That day the class was engrossed in discussion. We were discussing what we want to be when we grow up.
Ishaan said he wants to be a scientist. He is not very sharp, so I don’t know how he will become one. Ruchi wanted to become a singer. God save us if she became one!
And I, Manohar Das said, that I want to be a chef.
I regretted it the moment I said it.
The whole class was laughing at me.
“A chef! Only mummy cooks in the kitchen,” suggested Krishna.
“Cooking is disgraceful for a boy to do!” they laughed.
Why did I say ‘chef’? I fumed to myself.
Why couldn’t I have said astronaut or doctor or something like that? Now I was the laughing stock of the class. I bit my lower lip and endured their taunts during the rest of the bus ride back home.
I had always loved cooking, having picked it up by joining my grandma in the kitchen.

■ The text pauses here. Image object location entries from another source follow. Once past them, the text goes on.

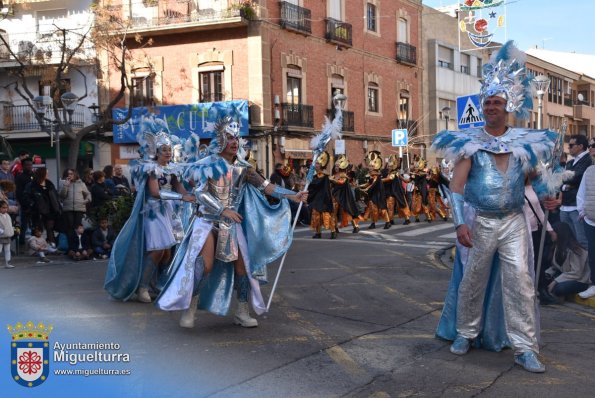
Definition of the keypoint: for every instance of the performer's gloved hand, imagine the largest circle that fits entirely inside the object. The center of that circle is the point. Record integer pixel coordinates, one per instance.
(189, 198)
(464, 235)
(232, 215)
(552, 203)
(300, 197)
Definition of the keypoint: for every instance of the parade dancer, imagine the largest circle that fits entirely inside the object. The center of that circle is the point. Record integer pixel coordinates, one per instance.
(235, 234)
(435, 203)
(491, 299)
(345, 196)
(320, 200)
(376, 206)
(144, 244)
(420, 191)
(396, 200)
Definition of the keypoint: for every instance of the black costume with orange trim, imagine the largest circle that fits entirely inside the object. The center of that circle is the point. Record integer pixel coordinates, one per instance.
(320, 201)
(435, 203)
(420, 193)
(344, 195)
(396, 200)
(376, 205)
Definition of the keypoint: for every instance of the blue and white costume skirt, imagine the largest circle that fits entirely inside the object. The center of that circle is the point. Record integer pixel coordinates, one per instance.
(159, 233)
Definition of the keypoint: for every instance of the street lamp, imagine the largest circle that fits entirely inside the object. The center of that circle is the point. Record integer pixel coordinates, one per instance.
(339, 99)
(69, 100)
(446, 114)
(541, 84)
(42, 104)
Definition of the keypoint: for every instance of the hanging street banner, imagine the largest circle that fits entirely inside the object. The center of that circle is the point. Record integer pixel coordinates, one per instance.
(400, 137)
(469, 112)
(182, 120)
(481, 22)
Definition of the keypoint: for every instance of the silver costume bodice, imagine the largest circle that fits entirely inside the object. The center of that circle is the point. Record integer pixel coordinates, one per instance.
(228, 189)
(492, 191)
(214, 196)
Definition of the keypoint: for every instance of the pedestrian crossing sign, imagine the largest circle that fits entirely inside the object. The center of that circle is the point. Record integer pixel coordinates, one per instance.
(469, 112)
(400, 137)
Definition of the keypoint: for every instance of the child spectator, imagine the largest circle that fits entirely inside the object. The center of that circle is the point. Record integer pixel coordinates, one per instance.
(6, 233)
(79, 247)
(102, 239)
(569, 272)
(39, 247)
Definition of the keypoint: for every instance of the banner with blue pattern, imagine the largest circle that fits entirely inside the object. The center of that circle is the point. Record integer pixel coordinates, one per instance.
(182, 120)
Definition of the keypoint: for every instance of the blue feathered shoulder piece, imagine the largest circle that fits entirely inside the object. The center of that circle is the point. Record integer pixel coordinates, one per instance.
(212, 166)
(330, 130)
(529, 146)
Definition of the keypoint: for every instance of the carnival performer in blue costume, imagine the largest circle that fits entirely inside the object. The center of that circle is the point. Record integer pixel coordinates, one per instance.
(234, 235)
(491, 297)
(144, 243)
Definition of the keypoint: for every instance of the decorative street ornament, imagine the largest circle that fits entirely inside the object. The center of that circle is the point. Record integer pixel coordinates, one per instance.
(479, 21)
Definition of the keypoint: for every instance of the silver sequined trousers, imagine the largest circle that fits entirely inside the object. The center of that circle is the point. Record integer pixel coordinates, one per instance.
(509, 237)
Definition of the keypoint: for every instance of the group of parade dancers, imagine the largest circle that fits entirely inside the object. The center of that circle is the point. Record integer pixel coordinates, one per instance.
(210, 206)
(388, 192)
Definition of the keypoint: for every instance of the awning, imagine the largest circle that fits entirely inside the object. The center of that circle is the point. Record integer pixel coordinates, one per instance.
(298, 153)
(46, 151)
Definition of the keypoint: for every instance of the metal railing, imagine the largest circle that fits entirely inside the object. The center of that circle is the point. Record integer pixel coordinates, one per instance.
(406, 53)
(22, 117)
(339, 32)
(348, 119)
(297, 115)
(164, 12)
(295, 17)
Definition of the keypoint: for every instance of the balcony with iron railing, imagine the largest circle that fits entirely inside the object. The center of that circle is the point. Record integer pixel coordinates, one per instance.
(165, 15)
(406, 53)
(339, 32)
(297, 115)
(43, 47)
(348, 119)
(296, 18)
(23, 118)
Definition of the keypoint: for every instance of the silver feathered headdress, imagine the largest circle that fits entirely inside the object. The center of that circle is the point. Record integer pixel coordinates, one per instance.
(222, 128)
(506, 75)
(154, 135)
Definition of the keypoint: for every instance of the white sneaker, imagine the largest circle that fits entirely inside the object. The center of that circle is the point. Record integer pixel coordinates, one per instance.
(188, 316)
(142, 295)
(590, 292)
(243, 317)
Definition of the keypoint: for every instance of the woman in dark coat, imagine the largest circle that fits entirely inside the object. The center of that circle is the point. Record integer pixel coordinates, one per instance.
(44, 202)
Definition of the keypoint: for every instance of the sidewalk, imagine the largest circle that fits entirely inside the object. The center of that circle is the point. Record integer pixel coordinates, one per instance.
(446, 257)
(25, 260)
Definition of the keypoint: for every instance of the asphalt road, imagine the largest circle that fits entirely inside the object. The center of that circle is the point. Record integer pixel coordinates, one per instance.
(352, 317)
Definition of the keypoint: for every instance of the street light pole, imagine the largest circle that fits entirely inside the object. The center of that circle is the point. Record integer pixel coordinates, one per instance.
(541, 84)
(446, 114)
(69, 100)
(42, 104)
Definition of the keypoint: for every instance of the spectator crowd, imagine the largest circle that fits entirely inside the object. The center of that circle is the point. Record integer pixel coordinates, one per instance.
(73, 218)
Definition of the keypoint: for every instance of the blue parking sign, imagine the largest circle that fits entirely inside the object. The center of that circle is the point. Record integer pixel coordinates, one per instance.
(400, 137)
(469, 112)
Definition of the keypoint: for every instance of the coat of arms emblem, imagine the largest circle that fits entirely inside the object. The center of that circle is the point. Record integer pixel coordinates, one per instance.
(29, 353)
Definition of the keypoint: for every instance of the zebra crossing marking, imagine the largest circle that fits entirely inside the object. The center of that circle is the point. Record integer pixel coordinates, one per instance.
(425, 230)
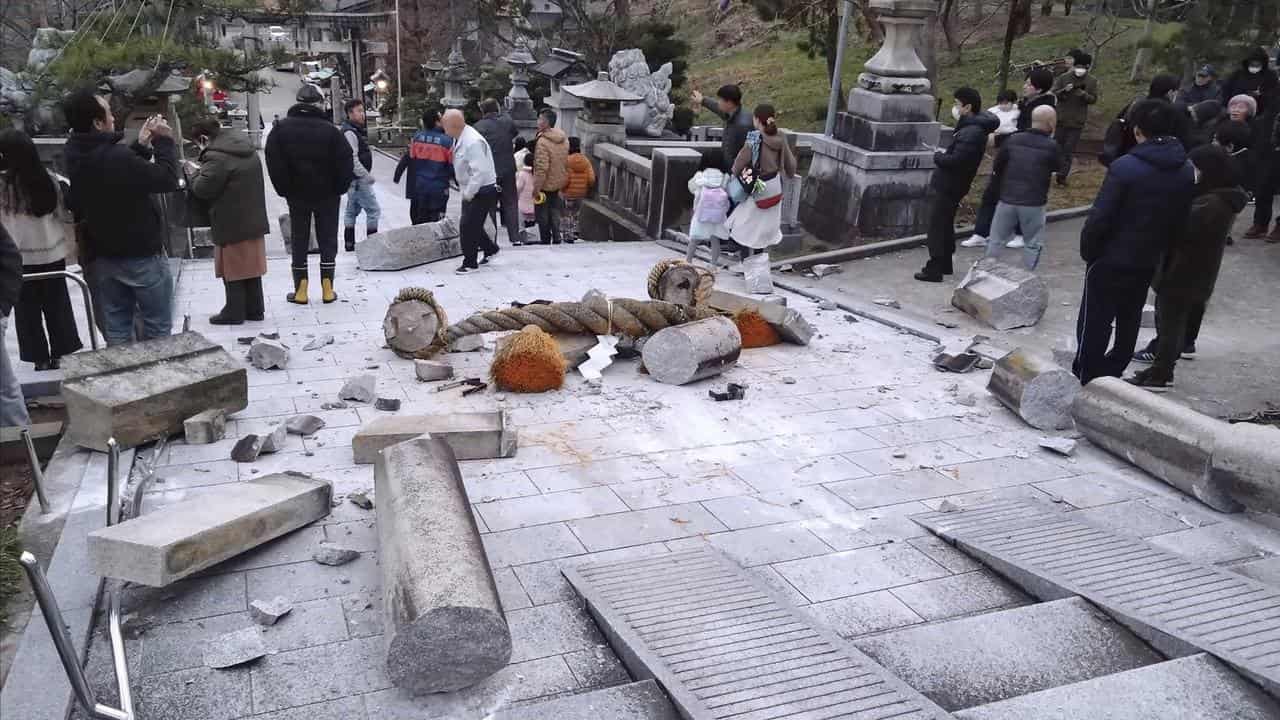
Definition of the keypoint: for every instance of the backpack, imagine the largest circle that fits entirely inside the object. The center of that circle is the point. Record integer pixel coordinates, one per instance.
(713, 205)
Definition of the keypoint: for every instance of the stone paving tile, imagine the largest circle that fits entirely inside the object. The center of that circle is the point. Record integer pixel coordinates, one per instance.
(531, 545)
(784, 474)
(863, 614)
(959, 595)
(759, 546)
(859, 570)
(314, 674)
(551, 629)
(640, 527)
(552, 507)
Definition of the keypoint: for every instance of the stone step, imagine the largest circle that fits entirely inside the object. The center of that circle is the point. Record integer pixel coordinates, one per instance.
(1188, 688)
(635, 701)
(1001, 655)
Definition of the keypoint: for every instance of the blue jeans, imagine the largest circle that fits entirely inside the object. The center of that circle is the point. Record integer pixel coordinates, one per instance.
(124, 286)
(1006, 222)
(361, 197)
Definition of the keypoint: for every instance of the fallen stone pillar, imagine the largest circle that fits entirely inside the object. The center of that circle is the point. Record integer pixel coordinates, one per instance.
(1036, 388)
(442, 616)
(408, 246)
(471, 436)
(790, 324)
(1001, 296)
(186, 537)
(141, 391)
(693, 351)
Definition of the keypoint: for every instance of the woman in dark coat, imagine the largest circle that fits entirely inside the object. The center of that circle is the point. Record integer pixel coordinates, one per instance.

It was my dream to start a multi-cuisine kitchen with the most mouth watering food but none of that mattered anymore. All I wanted to do was get off the bus, run home and lock myself in my room. And that is exactly what I did.
I lay on my bed, going over the incident, again and again, when I heard a knock on the door. I opened the door.
“Is everything alright?” asked my dad.
“Yes,” I mumbled but his chocolate coloured eyes studied me. He wasn’t going to let it go until I told him.
Dad listened to the whole story carefully and said, “Manu, there is no such thing as a woman’s work.’ As far as I know, you can make better pasta and sauce than any girl in town. Society shouldn’t stop you from doing what you love. Most kids your age cannot even handle a sauce pan. You are gifted and you should never give up. Other kids will not find beauty in blending ingredients or stirring the pot.
You are great at cooking and you should never feel embarrassed about it.”
Dad’s soothing words resonated in my ears.
Everything seemed ten times clearer now. I wasn’t embarrassed about my passion for cooking anymore and was ready to face any ridicule for it.